Malik menarik napas dalam tatkala melihat Zoya keluar dari gubuk. Gadis itu sudah siap dengan barang-barangnya untuk pergi ke markas Ranvi. Hal itu tentu saja tidak akan Malik biarkan. Dia segera menghampiri Zoya dan akan mencegahnya untuk tidak pergi dari sini.
"Kembali ke dalam, Zoya!" titah Malik seraya merebut paksa tas yang berada di tangan Zoya.
Wajah gadis itu merengut saat Malik berada di hadapannya. Dia juga berusaha mengambil kembali tasnya. "Kembalikan tasku!" geramnya.

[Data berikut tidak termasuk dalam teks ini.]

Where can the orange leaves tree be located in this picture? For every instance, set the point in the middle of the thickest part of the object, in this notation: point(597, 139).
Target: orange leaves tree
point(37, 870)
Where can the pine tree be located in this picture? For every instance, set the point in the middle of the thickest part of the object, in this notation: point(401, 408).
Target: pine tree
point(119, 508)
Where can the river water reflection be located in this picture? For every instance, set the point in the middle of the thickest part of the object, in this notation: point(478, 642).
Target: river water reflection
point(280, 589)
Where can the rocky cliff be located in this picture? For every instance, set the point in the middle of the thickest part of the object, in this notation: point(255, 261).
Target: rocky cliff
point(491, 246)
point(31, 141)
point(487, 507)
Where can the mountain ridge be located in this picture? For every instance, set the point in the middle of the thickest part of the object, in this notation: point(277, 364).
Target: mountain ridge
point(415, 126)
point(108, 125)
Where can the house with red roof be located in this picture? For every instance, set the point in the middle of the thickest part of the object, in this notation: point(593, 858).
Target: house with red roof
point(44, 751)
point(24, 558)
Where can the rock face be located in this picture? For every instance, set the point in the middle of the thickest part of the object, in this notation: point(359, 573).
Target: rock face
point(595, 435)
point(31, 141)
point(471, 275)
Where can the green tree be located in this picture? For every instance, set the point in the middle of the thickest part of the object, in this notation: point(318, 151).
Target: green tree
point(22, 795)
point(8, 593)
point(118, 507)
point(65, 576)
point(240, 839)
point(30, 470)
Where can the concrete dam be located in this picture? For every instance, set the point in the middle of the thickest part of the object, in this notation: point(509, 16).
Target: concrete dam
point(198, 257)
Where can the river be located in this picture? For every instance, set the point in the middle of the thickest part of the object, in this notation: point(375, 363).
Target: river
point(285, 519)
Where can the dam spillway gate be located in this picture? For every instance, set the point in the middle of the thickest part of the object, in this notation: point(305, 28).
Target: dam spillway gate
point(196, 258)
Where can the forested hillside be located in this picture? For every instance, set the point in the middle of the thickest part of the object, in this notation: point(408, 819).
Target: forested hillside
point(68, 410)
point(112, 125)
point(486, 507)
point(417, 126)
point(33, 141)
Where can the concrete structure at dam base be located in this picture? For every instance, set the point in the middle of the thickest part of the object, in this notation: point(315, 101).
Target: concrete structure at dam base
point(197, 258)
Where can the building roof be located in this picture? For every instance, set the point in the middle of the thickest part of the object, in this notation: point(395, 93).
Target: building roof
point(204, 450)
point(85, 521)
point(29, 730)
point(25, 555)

"Tidak. Cepat masuk kembali ke dalam, Zoya! Ini perintah Pak Ranvi."
Mereka berdua saling tarik menarik tas itu. Keduanya tidak ada yang mau mengalah. Malik yang seorang pria pun mengerahkan seluruh kekuatannya, dia sedikit kewalahan dengan tarikan Zoya yang cukup kuat. Sampai kemudian Zoya melepas cengkeraman tangannya pada tas itu. Menyebabkan Malik terpental dan terjatuh karena kurangnya keseimbangan.
Zoya tertawa puas melihat Malik yang kini terduduk dan melotot kepadanya. "Itulah akibatnya berani berurusan denganku, Pak Malik," ujarnya dengan masih menertawakan pria itu.
"Jangan tertawa! Ini sama sekali tidak lucu, Zoya." Malik menatap tajam ke arah Zoya.
Gadis itu menghentikan tawanya dan ikut duduk di samping Malik dengan membuat jarak sekitar satu meter di antara mereka. Keduanya menghela napas secara bersamaan dan kemudian bersandar pada bilik bambu. Memandang ke arah bulan yang malam itu bersinar sangat terang.
"Maaf," ucap mereka bersamaan.
Spontan keduanya saling melirik satu sama lain dan tidak bisa menahan senyum di wajah mereka.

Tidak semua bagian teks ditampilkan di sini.